Les communautés déchirées comme le Burundi, dit Louis Marie Nindorera, ont développé un déséquilibre entre l’écouté et la parole auquel il faut mettre fin. La multiplicité des vérités n’est pas en soit un défi mais un atout pour la connaissance de la vérité. Il y a des « histoires » qui sont conciliables pour peu que chacun puisse apprendre à accorder un peu plus du crédit à la douleur de l’autre et se montrer empathique.
Nous avons vécu de décennies assez difficiles où nous vivions, chacun immergé dans son milieu. Nous commercions ensemble, nous étudiions ensemble, nous vivions ensemble, nous travaillions ensemble mais certains espaces, certaines aires, celles de la mémoire ne se partageaient pas. Les gens ont appris à vivre avec ces parts de vérités qu’ils n’ont jamais voulu partager avec d’autres avec qui ils le partageaient jadis. On n’a pas su ériger des passerelles pour s’accorder à toutes ces vérités et avons vécu ensemble sans nous connaitre véritablement. La CVR va nous aider à comprendre la douleur de l’autre avec les autres, raison pour laquelle un tribunal ne peut pas remplacer la CVR dans le sens du rôle et de la mission. Guérir une société et permettre aux gens de mieux se reconnaître, redécouvrir le passé d’une manière qui leur donne la faculté, la possibilité de transmettre aux générations futures une nouvelle façon d’être et de vivre ensemble est le grand rôle de la CVR, dit M. Nindorera.

Le bon coté du Burundais, une brèche pour reconstruire la confiance.
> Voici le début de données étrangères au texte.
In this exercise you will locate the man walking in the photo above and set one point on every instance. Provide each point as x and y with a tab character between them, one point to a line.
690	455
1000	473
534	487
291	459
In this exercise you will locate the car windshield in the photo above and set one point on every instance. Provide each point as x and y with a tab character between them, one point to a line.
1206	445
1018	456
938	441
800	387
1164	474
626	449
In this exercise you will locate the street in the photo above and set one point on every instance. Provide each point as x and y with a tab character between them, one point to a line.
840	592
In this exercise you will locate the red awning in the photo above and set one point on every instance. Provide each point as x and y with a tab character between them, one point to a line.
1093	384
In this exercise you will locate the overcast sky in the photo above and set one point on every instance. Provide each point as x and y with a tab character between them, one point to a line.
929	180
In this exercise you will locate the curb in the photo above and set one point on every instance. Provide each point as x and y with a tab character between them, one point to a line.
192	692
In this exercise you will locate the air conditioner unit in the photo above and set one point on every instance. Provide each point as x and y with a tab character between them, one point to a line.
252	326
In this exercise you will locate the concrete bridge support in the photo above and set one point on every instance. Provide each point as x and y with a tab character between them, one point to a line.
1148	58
La méfiance ultime est le résultat d’une longue période de conflit, de violence et d’impunité. Le travail de leadership consistera à aider les Burundais à faire renaitre ce qui est bon en eux. C’est toujours plus facile de voir les défaillances d’un système, que de voir ce qui est bon, les opportunités et les forces. Pourtant, dit le consultant, aussi faibles qu’elles soient, ces opportunités, ces forces et ces faiblesses, il faut avoir l’intelligence de les chercher parce que c’est la tâche la plus difficile. Si on fait cet effort de rechercher le bon coté du Burundais, c’est ça la brèche par laquelle il faut passer pour reconstruire et construire quelque chose à commencer par la confiance. La lourde et excitante tâche reste excitante d’amener les Burundais à se redécouvrir. Cette tâche se repose sur les épaules des onze commissaires de la CVR. Les Burundais doivent être honnêtes et intègres, dire ce dont ils se souviennent, avec un aperçu que nous sommes dans un processus de thérapie et non pas dans un processus pré-judiciaire. La parole est thérapie et médication, il faut se donner le temps d’écouter les victimes. La CVR est la solution pour une transition au Burundi. Tout dépend des Burundais et leur volonté de saisir cette opportunité qui leur est offerte. Nous avons passé un cap le plus difficile qui est l’arrêt des hostilités. Pour le reste, c’est ce test de la capacité des Burundais de tourner la page d’une histoire douloureuse après l’avoir minutieusement lue et compris le contenu pour garantir la non répétition.

Les médias ont un rôle primordial

Les médias ont un rôle primordial dans une procédure de découverte de la vérité. Louis Marie Nindorera espère que les médias burundais sauront traiter l’information relative aux témoignages devant la CVR selon les règles de l’art. Il est impératif que les médias soient correctement préparés au travail qui les attend.